Resolving a conflict in rights is not the role of the courts. Their job is to interpret the Constitution and the popularity of the result isn’t relevant. The Supreme Court is insulated from the political process via lifetime appointments precisely for that reason. Yes, the Court is anti-majoritarian and anti-democratic. The founders specifically created the institution for that reason. Some rights should not be subject to the fickle whims of majorities. However, if those whims are not fickle, a majority can pass amendments to change the Constitution.

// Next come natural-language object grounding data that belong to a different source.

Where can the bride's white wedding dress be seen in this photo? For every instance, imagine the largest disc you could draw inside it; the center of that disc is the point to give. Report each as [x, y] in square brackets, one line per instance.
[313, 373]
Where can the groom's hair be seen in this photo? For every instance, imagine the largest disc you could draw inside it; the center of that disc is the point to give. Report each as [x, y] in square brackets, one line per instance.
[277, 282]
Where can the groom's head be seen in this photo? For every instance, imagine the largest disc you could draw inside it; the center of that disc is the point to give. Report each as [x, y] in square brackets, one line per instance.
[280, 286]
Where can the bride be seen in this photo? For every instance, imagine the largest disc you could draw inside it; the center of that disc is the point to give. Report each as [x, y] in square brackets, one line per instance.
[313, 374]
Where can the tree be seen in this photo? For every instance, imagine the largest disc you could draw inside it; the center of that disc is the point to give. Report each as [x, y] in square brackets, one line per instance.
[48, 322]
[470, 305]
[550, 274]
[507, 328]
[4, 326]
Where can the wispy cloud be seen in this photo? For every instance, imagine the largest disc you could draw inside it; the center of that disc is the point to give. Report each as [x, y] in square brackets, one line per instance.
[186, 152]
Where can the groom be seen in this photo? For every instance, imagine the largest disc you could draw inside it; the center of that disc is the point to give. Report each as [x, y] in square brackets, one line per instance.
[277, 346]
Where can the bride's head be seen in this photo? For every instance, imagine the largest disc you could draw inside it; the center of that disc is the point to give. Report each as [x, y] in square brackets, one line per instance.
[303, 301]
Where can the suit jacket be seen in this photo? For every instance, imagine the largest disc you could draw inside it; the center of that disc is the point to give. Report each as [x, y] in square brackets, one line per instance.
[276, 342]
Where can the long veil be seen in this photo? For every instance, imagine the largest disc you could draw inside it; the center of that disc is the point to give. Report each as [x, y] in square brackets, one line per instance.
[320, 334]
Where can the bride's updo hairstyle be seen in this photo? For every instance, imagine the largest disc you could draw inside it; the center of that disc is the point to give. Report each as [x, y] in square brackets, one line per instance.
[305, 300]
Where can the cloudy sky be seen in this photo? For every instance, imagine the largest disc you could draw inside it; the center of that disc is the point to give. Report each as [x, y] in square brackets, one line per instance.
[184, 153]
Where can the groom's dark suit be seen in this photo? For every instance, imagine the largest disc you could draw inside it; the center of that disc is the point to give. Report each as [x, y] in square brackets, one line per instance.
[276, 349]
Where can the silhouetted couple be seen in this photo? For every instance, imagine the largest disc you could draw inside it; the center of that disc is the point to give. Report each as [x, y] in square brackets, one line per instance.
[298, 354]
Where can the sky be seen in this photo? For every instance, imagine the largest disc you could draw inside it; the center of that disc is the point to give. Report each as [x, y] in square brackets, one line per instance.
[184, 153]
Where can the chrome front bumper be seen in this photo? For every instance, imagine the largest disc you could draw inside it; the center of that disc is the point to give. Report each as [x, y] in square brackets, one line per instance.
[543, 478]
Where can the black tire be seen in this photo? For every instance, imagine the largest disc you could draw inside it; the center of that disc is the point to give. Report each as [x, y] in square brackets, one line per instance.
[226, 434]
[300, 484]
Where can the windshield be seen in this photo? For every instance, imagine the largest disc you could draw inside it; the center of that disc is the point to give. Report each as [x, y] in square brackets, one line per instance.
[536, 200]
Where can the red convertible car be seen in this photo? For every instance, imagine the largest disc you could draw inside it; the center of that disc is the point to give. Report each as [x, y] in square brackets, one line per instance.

The Court is not designed to solve these questions as they are inherently political. It is up to the people, through their legislatures to solve. I personally believe that life begins at conception, but I do not agree that we should criminalize abortions immediately. I think the relevant standard should be viability and the ability to feel pain and that given the progress of medical care, we should err greatly on the side of caution. That puts my personal preference as a ban after the first trimester with exceptions for the life and safety of the mother. Which incidentally is the plurality opinion of Americans who coalesce around that option even while referring to themselves as pro-life or pro-choice.
Edit: I clicked publish a moment too soon. Even though I would personally only ban abortions after the first trimester, I do believe we should work hard to make them as rare as possible. That means support for adoption, pregnancy care, education, access to birth control and more.